In our assembly model, these factors are represented by the rate constant for the assembly step. If the assembly rate constant for the defective particles is equal to that for monopartite virus particles ${(a}_{def}=a_A$), then the assembly process works well for defective strands, and defective strands will spread as parasites of the monopartite virus. In this case, we have shown that a variant D*, which starts to associate with E and form S particles, is not selected. In the absence of this association, segmented particles do not form, but D and E can be transmitted separately and, if α is sufficiently high, the bipartite virus D + E can eliminate A. The bipartite combination gains an additional advantage in conditions of excess protein resources, because a larger total number of D and E particles can be produced. The alternative case is when D and E do not assemble efficiently into virus particles ($a_{def}\ll a_A$). In this case, we have shown that the variant D* that associates with E is selected by evolution. In this case, S viruses spread and can eliminate the monopartite viruses if α is sufficiently high. We have shown that the segmented virus has an additional advantage under excess RNA conditions.

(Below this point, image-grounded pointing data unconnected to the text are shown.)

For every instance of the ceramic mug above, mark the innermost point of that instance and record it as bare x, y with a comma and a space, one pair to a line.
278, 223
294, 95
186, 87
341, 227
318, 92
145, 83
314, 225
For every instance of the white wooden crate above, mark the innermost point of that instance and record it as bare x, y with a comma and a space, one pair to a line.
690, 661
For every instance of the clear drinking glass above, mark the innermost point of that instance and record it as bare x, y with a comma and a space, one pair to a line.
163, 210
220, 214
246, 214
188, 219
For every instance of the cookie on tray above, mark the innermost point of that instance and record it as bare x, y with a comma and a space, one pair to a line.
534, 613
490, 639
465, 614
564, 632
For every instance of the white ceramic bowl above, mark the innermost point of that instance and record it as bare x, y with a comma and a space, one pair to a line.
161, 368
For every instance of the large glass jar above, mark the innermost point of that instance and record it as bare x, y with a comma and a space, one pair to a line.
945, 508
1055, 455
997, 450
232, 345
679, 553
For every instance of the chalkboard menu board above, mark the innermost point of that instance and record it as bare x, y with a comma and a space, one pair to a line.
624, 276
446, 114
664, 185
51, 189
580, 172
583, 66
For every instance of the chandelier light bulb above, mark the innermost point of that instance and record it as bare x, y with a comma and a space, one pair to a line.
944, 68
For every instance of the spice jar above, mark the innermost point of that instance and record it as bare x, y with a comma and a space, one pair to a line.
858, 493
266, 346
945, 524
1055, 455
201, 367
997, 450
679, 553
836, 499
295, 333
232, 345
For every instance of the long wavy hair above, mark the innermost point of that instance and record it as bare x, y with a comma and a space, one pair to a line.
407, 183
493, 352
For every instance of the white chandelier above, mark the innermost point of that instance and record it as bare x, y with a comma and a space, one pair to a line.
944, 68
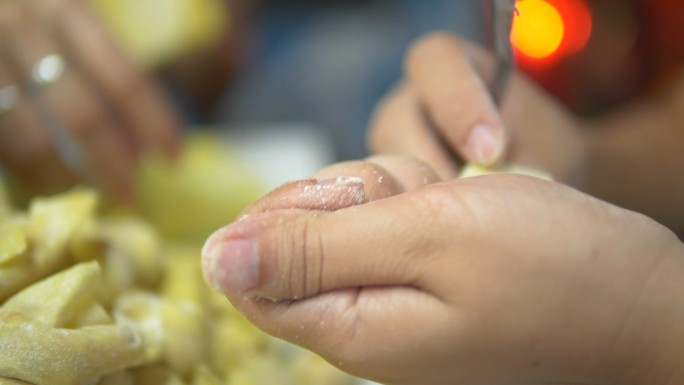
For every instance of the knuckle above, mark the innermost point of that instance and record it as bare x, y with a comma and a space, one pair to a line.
444, 204
380, 134
300, 261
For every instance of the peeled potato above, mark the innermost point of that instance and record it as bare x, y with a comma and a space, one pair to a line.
471, 170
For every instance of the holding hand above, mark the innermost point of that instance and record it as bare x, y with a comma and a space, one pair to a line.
443, 108
397, 277
72, 106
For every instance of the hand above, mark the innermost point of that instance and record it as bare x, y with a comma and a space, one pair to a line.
445, 95
394, 276
104, 109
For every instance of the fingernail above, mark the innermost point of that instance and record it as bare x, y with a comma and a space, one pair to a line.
484, 145
231, 266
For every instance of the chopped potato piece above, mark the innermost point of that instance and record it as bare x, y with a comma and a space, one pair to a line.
13, 243
59, 299
92, 299
45, 355
471, 170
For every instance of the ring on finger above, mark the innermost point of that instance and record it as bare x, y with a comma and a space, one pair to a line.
47, 71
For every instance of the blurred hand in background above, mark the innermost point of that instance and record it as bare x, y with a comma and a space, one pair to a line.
80, 97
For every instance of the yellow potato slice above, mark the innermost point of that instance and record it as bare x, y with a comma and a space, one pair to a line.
59, 299
44, 355
471, 170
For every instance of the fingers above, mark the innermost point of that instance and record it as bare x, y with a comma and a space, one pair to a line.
290, 254
93, 119
451, 80
71, 114
401, 126
349, 184
142, 108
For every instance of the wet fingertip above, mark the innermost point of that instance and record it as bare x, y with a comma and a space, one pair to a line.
230, 265
334, 193
485, 145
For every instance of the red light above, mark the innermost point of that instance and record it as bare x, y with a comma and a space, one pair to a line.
547, 30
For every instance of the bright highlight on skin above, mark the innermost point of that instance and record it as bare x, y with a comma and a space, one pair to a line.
538, 29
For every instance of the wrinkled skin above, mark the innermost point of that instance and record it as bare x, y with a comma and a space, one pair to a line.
394, 275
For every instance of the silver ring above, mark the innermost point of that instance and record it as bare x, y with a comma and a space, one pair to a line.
48, 70
9, 97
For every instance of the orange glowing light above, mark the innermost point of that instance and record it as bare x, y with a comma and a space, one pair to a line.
547, 30
538, 29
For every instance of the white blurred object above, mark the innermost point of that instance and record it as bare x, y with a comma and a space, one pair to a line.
283, 152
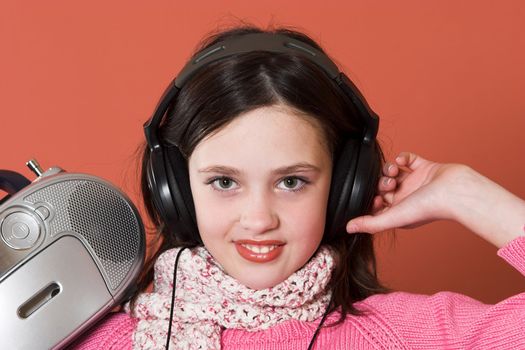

In our model, we assume that the same number of capsid proteins are used for every virus particle (corresponding to one unit of PR). This is be the case if the capsid has a well-defined shape determined by the shape of the capsid proteins. However, if the capsid proteins have the flexibility to assemble into structures of different sizes, then fewer capsid proteins are used to make a capsid enclosing a D or E strand than an A strand. In this case, less than 1 unit of PR is used for D and E particles, and it is possible to produce more D and E particles than A particles even in balanced resource conditions. If the possibility of forming smaller capsids for D and E particles exists, this will also make it easier for bipartite viruses to evolve. For capsids that are filamentous or rodlike, the number of capsid proteins required should be proportional to the length of the RNA. This suggests an advantage to bipartite viruses when the capsids are filamentous or rodlike. In fact, several of the examples of origin of bipartite viruses do occur within groups with filamentous or rodlike capsids (Closteroviridae [11], Potyviridae [12], Virgaviridae [13], Ourmiavirus [15]).

We also investigated the effect of deleterious mutations on the competition between virus types. We find that bipartite and segmented viruses both perform better in conditions of low mutation rate (high replication fidelity). Thus, the low fidelity of RNA replication relative to DNA replication cannot be used as an explanation as to why bipartite viruses occur more frequently in RNA than DNA viruses.